Por fin, J. D. Salinger murió el 27 de enero de 2010, a los 91 años, sin perder el juicio y con más de una causa pendiente. Por fin, como muchos parecían estar deseando, Salinger dejó de ser un incomprensible escritor desaparecido y su ingente obra inédita quedaba a merced de los chacales. (Durante medio siglo, el neoyorkino se estuvo levantando a las 4 de la madrugada, escribía durante cuatro horas, se metía de nuevo en la cama a leer, y al mediodía volvía a levantarse para escribir toda la tarde).
Por fin, no podrá volver a aparecerse en los tribunales para defender sus derechos. Tal y como estaban deseando aquellos biógrafos –nunca pertenecientes a su círculo íntimo– que durante toda su vida se dedicaron a acrecentar la leyenda de persona huraña, irascible, violenta, que echaba los perros a los periodistas e incluso a sus admiradores. Apenas unos años después de su muerte, Shane Salerno invirtió dos millones de dólares en producir un documental sobre el escritor, y junto con David Shields dio forma al libro publicado por Seix Barral, anunciado como la “biografía definitiva”, y que está tan plagado de imprecisiones, sensacionalismos y falsedades como todo lo que se ha difundido hasta la fecha. El volumen incluye 200 testimonios para acrecentar el mito, y ninguno de ellos de sus vecinos de Cornish, que lo consideraban una persona amable, ni de sus verdaderos últimos amigos —un profesor de Dartmouth, un carnicero del pueblo, un campesino que sabía más de plantas que él—, ni de su querido hijo Matt Salinger.

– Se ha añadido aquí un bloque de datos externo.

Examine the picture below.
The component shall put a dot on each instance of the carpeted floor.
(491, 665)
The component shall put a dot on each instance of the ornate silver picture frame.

A J. D. Salinger le habría encantado que las leyes naturales de este mundo le hubiesen permitido comparecer en los tribunales en forma de fantasma, para hacer justicia y dar más de un escarmiento. Y sobre todo porque, conociendo las leyes que de verdad rigen este mundo, es a partir de ahora cuando lo peor está por comenzar.